I'm given the following problem: Does the series $\sum\limits_{n=1}^\infty a_n$ converge if $a_n \geq 0$ and $\sqrt[n]{a_n}<1$ for $n \in \mathbb N$?
(It's a bit unclear to me if "for $n \in \mathbb N$" means for all $n$, or for $n$ after some $N$, I'm assuming the former since it's a stronger condition)
My question: Is this solution correct?
My attempt:
The series can both diverge and converge, because of the following 2 examples
Example for divergence: consider a diverging series $\sum\limits_{n=1}^\infty \frac{1}{n+1}$, then $a_n = \frac{1}{n+1} \geq 0$ and $\sqrt[n]{a_n}=\sqrt[n]{\frac{1}{n+1}}<1$ for all $n \in \mathbb N$.

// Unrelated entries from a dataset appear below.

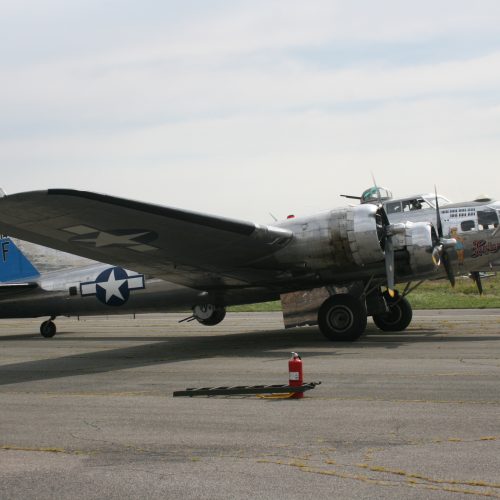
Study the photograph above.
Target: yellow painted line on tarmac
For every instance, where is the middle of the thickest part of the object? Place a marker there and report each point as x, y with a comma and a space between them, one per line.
412, 480
9, 447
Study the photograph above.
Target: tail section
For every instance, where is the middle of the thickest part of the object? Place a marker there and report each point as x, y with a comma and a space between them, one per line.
14, 266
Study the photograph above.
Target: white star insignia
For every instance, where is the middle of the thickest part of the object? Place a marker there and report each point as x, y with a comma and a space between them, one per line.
112, 287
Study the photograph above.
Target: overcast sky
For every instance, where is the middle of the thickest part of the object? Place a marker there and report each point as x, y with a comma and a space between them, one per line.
241, 108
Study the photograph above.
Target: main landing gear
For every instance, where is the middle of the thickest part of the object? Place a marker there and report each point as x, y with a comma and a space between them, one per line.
48, 328
343, 317
398, 316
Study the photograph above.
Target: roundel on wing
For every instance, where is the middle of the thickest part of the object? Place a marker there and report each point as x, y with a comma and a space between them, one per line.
112, 286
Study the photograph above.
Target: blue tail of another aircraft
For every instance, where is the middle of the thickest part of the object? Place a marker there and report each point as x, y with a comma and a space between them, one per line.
14, 266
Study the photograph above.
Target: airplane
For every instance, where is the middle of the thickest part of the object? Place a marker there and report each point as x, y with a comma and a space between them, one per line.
339, 267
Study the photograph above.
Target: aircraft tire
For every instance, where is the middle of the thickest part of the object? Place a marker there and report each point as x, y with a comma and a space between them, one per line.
397, 318
48, 329
342, 317
218, 315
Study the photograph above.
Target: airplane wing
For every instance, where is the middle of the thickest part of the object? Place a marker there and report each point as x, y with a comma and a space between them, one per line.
184, 247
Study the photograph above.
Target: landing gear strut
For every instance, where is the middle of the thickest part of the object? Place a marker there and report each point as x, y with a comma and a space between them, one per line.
342, 317
398, 317
48, 328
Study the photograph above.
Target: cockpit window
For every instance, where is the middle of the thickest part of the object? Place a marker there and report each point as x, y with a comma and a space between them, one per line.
487, 219
467, 225
415, 204
394, 207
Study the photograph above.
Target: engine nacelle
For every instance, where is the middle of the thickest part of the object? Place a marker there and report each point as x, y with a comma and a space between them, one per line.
364, 234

Example for convergence: consider $\sum\limits_{n=1}^\infty \Bigl(\frac{1}{n^2}\Bigr)^n$, which converges by the root test: $\lim\limits_{n \to \infty}\sqrt[n]{\Bigl(\frac{1}{n^2}\Bigr)^n}=0<1$. and $a_n=\Bigl(\frac{1}{n^2}\Bigr)^n\geq0$ and $\sqrt[n]{a_n}=\sqrt[n]{\Bigl(\frac{1}{n^2}\Bigr)^n}<1$ for all $n \in \mathbb N$.